Workload and short-term outcome of babies weighing 2,500 grams or more at birth admitted to the paediatric unit of the Rotunda Hospital

T Rohininath, L A O'Connell, K Sheehan, D Corcoran, T G Matthews, T A Clarke
Journal of Maternal-fetal & Neonatal Medicine 2005, 17 (2): 139-43

BACKGROUND: Audit is important in ensuring adequate use of resources and maintaining optimum standards of care. Most of the emphasis in neonatal audit is focused on very low birth weight infants. However, term and near-term infants account for a significant proportion of the workload in neonatal units and warrant regular audit. In addition, audit of these infants may be useful as a marker of the organisation of the perinatal service.

METHODS: A retrospective audit was performed of all infants with birth weights greater than or equal to 2,500 grams admitted to the neonatal department in the first week of life over a two-year period, examining mode of delivery, level of care, duration of stay, diagnosis and short-term outcome.

RESULTS: Eight hundred and seventy infants were admitted greater than or equal to 2,500 grams birth weight, 54% of all neonatal admissions, during the study period. Six hundred and eighty seven of these infants were admitted in the first week of life and were included in the study; this was 5.8% of infants born with a birth weight 2500 grams or more. Infants born by caesarean section were twice as likely to require admission (9.8%) compared with infants born by vaginal delivery (4.5%). The median length of stay was 3 days (3 hours to 45 days). One hundred and six (15.4%) infants required level 1 or level 2 care. One hundred and eleven infants received normal care, only. Most of these infants were admitted for maternal or social reasons. Other common reasons for admission were jaundice, respiratory disease, neonatal abstinence syndrome and congenital abnormality. Forty-one infants required transfer to another hospital, most commonly for surgical or cardiac conditions. Six infants died after admission. However, only one normally formed infant delivered in our hospital died prior to discharge or transfer. One infant was born at home and four infants who had a lethal congenital abnormality are known to have died following transfer.

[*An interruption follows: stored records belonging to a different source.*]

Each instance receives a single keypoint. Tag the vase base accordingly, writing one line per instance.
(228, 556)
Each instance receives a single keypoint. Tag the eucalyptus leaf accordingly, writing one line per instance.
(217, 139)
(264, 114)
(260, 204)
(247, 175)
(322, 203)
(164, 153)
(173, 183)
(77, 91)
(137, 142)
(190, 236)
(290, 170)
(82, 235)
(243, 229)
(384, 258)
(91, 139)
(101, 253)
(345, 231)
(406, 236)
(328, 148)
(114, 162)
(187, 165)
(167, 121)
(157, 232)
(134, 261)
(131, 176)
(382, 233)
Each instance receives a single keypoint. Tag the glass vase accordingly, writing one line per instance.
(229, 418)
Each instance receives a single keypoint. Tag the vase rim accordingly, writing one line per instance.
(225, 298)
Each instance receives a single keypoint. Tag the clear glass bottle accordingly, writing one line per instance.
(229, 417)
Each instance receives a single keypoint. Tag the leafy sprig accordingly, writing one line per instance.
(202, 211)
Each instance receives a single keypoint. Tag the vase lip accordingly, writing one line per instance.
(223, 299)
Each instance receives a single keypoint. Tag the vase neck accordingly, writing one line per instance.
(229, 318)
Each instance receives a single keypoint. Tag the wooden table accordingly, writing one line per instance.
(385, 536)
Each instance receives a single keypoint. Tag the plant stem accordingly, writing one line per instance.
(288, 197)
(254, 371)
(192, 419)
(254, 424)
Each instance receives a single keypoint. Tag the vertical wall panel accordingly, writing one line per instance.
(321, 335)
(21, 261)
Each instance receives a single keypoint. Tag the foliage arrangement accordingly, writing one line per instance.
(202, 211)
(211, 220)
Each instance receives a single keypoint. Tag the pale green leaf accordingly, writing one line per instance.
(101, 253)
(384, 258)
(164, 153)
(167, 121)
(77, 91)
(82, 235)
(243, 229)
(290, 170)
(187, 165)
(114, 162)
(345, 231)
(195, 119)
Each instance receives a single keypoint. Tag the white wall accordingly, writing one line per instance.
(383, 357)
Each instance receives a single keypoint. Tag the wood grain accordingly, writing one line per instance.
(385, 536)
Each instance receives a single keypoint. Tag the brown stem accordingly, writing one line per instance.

CONCLUSION: Term and near-term infants account for a significant proportion of neonatal admissions and deserve regular audit. Many admissions are potentially avoidable. Survival for infants weighing 2,500 grams or greater is excellent. Only one normally formed infant died following admission during the study period. The number of "social" admissions of "well" infants highlighted by this study reflects poorly on the services available for well infant whose mothers are unable to care for them for whatever reason. We recommend regular audit of these infants in order to ensure efficient use of neonatal resources and to ensure optimum levels of neonatal intensive care.